I problemi di Loris, come spesso accade, non hanno avuto origine da una causa univoca: a valle di un tumultuoso rapporto con il padre, la sua passione smodata per la lettura gli ha suggerito di concretizzare il sogno di lavorare in casa editrice, dove non ha trovato il riscontro che pensava ma più dolori che gioie. La sua psiche non ha dunque retto al diventare adulto, e di ciò ne ha fatto le spese anche la relazione iniziata da adolescente, nonostante si illuda che quella ragazza, Jo, possa ancora salvarlo.

Attraverso i ricordi

La storia di come Loris è arrivato a questo punto viene ricostruita, quasi fosse un mosaico, attraverso i ricordi di infanzia. Da questi emerge in particolare la figura del nonno Tempestapresenza fondamentale per la vita di Loris evocata lungo tutta la narrazione, fil rouge della stessa. Attraverso i ricordi, il lettore scopre e comprende man mano gli eventi che hanno rappresentato un trauma per quell’adulto spaventato e apparentemente ridicolo nelle manifestazioni, ne recepisce il dolore e empatizza con la sua vita intera.
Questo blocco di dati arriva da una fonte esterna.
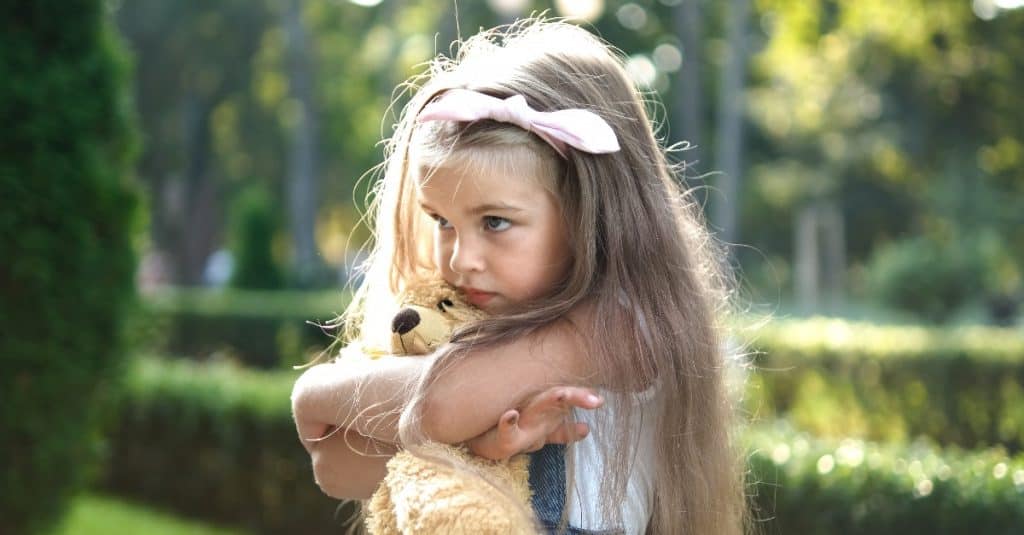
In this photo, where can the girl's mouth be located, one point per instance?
(477, 297)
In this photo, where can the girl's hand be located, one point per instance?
(544, 419)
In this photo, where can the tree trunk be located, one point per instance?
(302, 187)
(729, 146)
(686, 92)
(198, 229)
(806, 270)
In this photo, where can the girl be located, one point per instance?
(526, 171)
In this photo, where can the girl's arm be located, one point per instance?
(466, 400)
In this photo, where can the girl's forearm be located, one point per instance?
(366, 396)
(347, 465)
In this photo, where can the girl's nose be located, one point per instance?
(466, 257)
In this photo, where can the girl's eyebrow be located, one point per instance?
(491, 207)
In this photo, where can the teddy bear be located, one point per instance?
(427, 494)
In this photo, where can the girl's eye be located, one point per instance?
(442, 222)
(496, 223)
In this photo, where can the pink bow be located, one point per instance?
(581, 128)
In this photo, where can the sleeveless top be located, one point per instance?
(548, 478)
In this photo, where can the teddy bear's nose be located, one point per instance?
(404, 321)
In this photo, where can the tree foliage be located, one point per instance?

Su questo climax è inevitabile chiedersi: ci sarà un lieto fine per Loris? Questa sofferenza arriverà al capolinea? Vi basti qui sapere che Giulia Caminito affronta un tema come quello del malessere mentale in modo poetico, mai banale; la sua penna –  come già in L’acqua del mare non è mai dolce – evoca più che descrivere, porta alla mente un immaginario onirico e sensazioni riconoscibili. Ma è altrettanto concreta nella definizione dell’angoscia, che risulta quasi palpabile, nonché in tutta quella serie di sensazioni fisiche che concorrono a definire il dolore concreto di Loris, ricreando una storia fortemente connessa ai nostri tempi e impossibile da dimenticare.